Judgment City

So much judgment.
So much judgment. // Flickr

I watched a movie during Spring Break. This is a significant fact, because I never watch movies. Tell me the title of a movie, and I guarantee you I haven’t seen it. The Godfather? Nope. Star Wars? Bits and pieces. Shawshank? Uh-uh. Frozen? What’s that? I have seen fewer movies than all of the people who were alive before movies were invented have seen put together. But this break I did see “Defending Your Life,” a 1991 rom-com starring Albert Brooks and Meryl Streep, and it impacted me more than any Hobbit movie could.

Brooks’s character Daniel dies in a car crash and wakes up in Judgment City, a utopia in which delicious food is prepared instantly, everything is free, and everyone is dressed in clean white robes. Judgment City is not heaven — in fact, it’s more like purgatory. In Judgment City, dead people are judged by their life on Earth — through a trial process complete with prosecutors and defenders — to determine whether they have become “enlightened” enough to move on to the afterlife. If not, they are sent back to Earth to try again. Daniel is accused of not conquering his fears, and thanks to a skilled prosecutor, his prospects for ascendance look grim.

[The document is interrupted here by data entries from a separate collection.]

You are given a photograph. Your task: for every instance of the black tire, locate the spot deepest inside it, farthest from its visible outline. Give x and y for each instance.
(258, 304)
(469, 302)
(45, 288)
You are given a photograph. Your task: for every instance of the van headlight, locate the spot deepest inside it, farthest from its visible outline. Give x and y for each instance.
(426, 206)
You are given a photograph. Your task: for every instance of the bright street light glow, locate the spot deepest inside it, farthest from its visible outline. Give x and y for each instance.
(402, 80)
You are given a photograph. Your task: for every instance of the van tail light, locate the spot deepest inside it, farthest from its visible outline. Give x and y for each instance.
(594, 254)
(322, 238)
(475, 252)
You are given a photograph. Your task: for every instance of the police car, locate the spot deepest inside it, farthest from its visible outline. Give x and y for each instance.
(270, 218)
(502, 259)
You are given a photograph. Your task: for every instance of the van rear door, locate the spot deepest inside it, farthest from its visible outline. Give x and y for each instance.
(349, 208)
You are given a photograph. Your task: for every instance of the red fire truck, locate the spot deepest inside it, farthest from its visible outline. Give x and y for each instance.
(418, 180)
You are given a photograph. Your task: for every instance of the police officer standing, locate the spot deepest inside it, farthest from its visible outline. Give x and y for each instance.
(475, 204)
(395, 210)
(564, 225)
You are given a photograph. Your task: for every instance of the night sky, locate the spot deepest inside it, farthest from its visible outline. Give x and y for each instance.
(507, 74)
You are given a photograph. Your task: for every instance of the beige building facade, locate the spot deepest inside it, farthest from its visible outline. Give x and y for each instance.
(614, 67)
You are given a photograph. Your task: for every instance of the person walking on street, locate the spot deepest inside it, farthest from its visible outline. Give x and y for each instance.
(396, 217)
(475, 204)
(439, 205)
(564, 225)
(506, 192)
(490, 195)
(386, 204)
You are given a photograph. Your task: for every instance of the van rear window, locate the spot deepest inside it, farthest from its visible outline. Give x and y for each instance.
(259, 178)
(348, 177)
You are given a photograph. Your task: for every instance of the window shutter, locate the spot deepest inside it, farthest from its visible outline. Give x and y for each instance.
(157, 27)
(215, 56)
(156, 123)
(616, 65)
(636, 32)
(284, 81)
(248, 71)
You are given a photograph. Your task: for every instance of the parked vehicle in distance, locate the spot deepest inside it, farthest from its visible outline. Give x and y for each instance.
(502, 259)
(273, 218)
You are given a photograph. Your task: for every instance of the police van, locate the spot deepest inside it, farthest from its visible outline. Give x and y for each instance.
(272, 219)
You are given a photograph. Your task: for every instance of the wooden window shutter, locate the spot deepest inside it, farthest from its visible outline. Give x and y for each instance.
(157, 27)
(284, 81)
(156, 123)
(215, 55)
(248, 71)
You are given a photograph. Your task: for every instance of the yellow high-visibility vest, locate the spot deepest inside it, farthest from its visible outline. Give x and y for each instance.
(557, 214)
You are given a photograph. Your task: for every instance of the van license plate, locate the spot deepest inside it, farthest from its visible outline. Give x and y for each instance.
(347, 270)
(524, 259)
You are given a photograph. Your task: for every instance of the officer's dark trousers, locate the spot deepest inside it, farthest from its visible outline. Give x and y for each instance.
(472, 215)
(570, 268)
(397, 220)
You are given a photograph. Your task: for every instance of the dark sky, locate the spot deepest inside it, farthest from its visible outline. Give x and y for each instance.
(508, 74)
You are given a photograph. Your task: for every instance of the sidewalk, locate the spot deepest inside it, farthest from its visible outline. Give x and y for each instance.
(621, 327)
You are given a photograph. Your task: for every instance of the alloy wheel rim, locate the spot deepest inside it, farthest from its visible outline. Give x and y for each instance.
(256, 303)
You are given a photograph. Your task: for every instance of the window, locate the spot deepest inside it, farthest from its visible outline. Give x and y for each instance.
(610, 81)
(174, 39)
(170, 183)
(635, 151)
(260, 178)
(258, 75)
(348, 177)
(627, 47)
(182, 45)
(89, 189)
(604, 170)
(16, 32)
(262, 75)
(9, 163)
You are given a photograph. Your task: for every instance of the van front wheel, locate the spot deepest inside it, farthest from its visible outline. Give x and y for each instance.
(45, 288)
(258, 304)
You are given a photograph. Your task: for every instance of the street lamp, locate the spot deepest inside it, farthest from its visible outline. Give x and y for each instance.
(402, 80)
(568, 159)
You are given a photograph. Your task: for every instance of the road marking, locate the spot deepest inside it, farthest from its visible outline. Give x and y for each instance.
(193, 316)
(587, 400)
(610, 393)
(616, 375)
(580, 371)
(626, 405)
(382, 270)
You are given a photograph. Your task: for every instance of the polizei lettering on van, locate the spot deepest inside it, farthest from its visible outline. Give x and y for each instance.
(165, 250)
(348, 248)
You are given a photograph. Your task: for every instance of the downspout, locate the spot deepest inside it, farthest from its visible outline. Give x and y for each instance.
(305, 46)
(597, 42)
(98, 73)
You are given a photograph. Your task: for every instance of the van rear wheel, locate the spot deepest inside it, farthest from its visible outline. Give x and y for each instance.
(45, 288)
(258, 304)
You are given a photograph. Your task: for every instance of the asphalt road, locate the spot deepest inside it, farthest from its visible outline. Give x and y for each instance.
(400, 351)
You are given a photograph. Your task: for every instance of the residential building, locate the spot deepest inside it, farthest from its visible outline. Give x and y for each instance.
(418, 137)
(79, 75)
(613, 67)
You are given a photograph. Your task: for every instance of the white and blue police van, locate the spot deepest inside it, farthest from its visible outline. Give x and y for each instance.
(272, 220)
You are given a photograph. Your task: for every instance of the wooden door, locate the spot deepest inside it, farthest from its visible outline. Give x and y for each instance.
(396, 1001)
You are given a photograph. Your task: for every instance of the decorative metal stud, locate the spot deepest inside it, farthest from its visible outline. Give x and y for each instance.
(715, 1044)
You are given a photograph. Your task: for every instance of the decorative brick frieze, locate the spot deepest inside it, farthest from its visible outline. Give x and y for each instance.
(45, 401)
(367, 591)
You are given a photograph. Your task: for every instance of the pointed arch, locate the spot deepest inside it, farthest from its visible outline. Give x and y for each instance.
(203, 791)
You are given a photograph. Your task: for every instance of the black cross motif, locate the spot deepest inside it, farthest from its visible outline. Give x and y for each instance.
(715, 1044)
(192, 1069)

The novelty of the premise only somewhat obscures the trad story line: Daniel falls for Julia (Streep), a proto-manic Pixie Dream Girl clearly on her way to the afterlife, and he struggles to feel adequate against her happy-go-lucky demeanor. But as the movie progresses, a darker and scarily human theme emerges. Seeing the inexplicably obtained footage of Daniel’s life at various ages — used in the trial as evidence to prove his spinelessness, his uncertainty, his fear — made me paranoid, that even I’m being watched, dissected for my worthiness of afterlife. The trial wears Daniel down as he is consistently shown anecdotes that prove his shortcomings. In the film’s climax, he confesses to Julia, “I’m tired of being judged.”

This is the film’s appeal to empathy, eliciting an emphatic “Yeah!” from me as I agreed with Daniel’s complaint. Hell yeah, I’m tired of being judged! I’m tired of being judged for not watching movies. For laughing weirdly. For eating alone in dining halls. For feeling anxious about the possibility of being judged for things that are silly to think I am being judged for. In his confession, Daniel yearns for a society that accepts him for who he is, no matter his shortcomings.

The movie, however, seems to question whether this is possible. No matter how Daniel’s story ends, the implication is that Judgment City will continue on, that at the core of its society of perfect omelettes, egalitarian clothing and friendly hotel concierge is a system forever based on judgment. This gave me pause. For all of my anxiety about being judged and how cruel the world can be, I pass judgment every day. It is an automatic response; I don’t even notice that I am doing it: “He’s a ridiculous person.” “She’s so annoying in seminar.” “He sucks.” All without a thought.

I had dinner with a close friend on Monday. Our conversation turned to a mutual acquaintance, who my dinner partner described as judgmental. He acknowledged the hypocrisy behind his judgment of this judgmental person, and we said nothing further about it. I glanced down at my plate. My first thought was that even noticing judgment, as my friend did, could be a step in a new direction, towards the frame of mind Daniel longed for. My second was, “These fries would probably taste ten times better in Judgment City.”